Friday, October 7, 2011

Fiction Friday (2)

When I'm working on a project, I try not to read anything that I think resembles the same tone of the book I'm writing. This isn't because I'm afraid it will influence me. I more afraid it will discourage me from continuing. I'm terrified I'd encounter a book I loved and would always be trying measure up to it. Instead, I read books that put me in the mind for whatever the next idea I have floating around. While writing Afterworld, I read two amazing books that definitely helped me focus my vision for the book I'm writing now. Both of these novels sort of represent the current state of mind when it comes to working these days. Enjoy.

Charlotte Sometimes by Penelope Farmer

I'd been wanting to read this classic British Children's book ever since I was nineteen and learned The Cure song of the same title was based on it. I recently found a used copy on a rainy day in great NYC bookshop called The Housing Works. I started reading it a few days later. That's saying a lot considering books typically sit on my to read shelf for months or even years. But this was one I just couldn't resist.

When Charlotte wakes up after her first night at boarding school, she discovers she's not quite the same in the morning...and neither is anyone else. In fact, Charlotte is somebody entirely different. Due to a magical phenomenon, skillfully left unexplained, she has swapped places with a girl named Clare who lived fifty or so years before. Switching back every other day, the two girls leave each other notes to help ease their confusion.

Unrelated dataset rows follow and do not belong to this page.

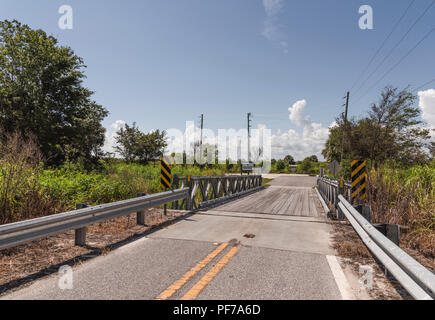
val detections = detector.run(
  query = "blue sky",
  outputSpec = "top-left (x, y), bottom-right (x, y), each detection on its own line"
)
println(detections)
top-left (0, 0), bottom-right (435, 159)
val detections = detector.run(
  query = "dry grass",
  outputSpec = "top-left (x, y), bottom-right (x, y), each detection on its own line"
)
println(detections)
top-left (0, 208), bottom-right (191, 295)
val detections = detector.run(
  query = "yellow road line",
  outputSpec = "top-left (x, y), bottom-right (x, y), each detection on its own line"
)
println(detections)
top-left (352, 172), bottom-right (366, 188)
top-left (181, 246), bottom-right (241, 300)
top-left (154, 243), bottom-right (228, 300)
top-left (162, 167), bottom-right (171, 178)
top-left (352, 161), bottom-right (367, 177)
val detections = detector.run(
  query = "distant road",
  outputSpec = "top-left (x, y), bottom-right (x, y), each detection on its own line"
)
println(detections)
top-left (3, 175), bottom-right (354, 300)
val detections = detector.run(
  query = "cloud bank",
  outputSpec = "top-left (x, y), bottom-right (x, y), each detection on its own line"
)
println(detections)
top-left (261, 0), bottom-right (288, 53)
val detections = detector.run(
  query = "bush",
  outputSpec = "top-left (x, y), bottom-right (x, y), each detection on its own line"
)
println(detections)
top-left (368, 166), bottom-right (435, 258)
top-left (0, 132), bottom-right (44, 224)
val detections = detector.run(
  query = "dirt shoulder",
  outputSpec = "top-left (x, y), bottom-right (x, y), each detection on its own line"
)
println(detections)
top-left (331, 222), bottom-right (434, 300)
top-left (0, 208), bottom-right (191, 296)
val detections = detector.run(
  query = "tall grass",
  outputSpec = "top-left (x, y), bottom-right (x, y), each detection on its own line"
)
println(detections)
top-left (0, 132), bottom-right (56, 224)
top-left (368, 165), bottom-right (435, 258)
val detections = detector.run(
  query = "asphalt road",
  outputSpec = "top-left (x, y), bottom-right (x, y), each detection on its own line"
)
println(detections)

Then one day, Clare and her sister are moved out of the boarding school leaving Charlotte stuck in the past. The longer she remains in 1918, the less Charlotte seems to remember who the real her really is.

The aspect of this book that I found remarkable was its tone. Penelope Farmer is able to capture the worry and excitement of a character in this situation in very subtle and moving ways. The emotion is restrained, yet powerful. The same can be said about the bigger themes that run through the novel such self-discovery, family bonds, friendship, and the lingering shadow of World War I that hangs over the narrative. They are dealt with in a way that feels natural and effortless. An excellently written novel that I enjoyed very much.

The Little Girl Who LIves Down The Lane by Laird Koenig

I opened this book not knowing anything about it and was completely blown away. I literally couldn't put it down and read it in one sitting. It follows a 13 year old English girl named Rynn who has recently relocated to Long Island in the '70s. Now I must confess that Rynn is my favorite type of character, a strong willed, intelligent young protagonist who refuses to bow to the unfairness of the adult world. In that sense, the book reminded me of some of my all time favorites like Paper Moon and The Demon Flower. But in addition to creating such a wonderful character, Laird Koenig is able to build suspense in such a clever way. In the past, in regards to my own novel Zombie Blondes, I've written extensively about my appreciation for what I've termed 'slow-motion' horror. This books is a perfect example of the genre. The suspense comes from the reader's concern for Rynn, not from the fear of something. Most of the fear happens behind the surface, keeping the reader guessing all the way to the end...and the actual ending is phenomenally handled, leaving the reader with a joyously evil grin on their face as they turn the last page.

There are some powerful scenes in this book. And besides Rynn, there are other unforgettable characters. Frank Hallet has to be one of the creepiest characters I've ever encountered. The mood and dialogue in this novel are pitch perfect. I'm amazed sometimes that books this good can be forgotten by the world. It's more than a simple suspense novel, it's also an incredible, and unconventional, coming of age story. An absolutely fantastic read. If you ever come across this book at a used book store, do yourself a favor and snatch it up immediately.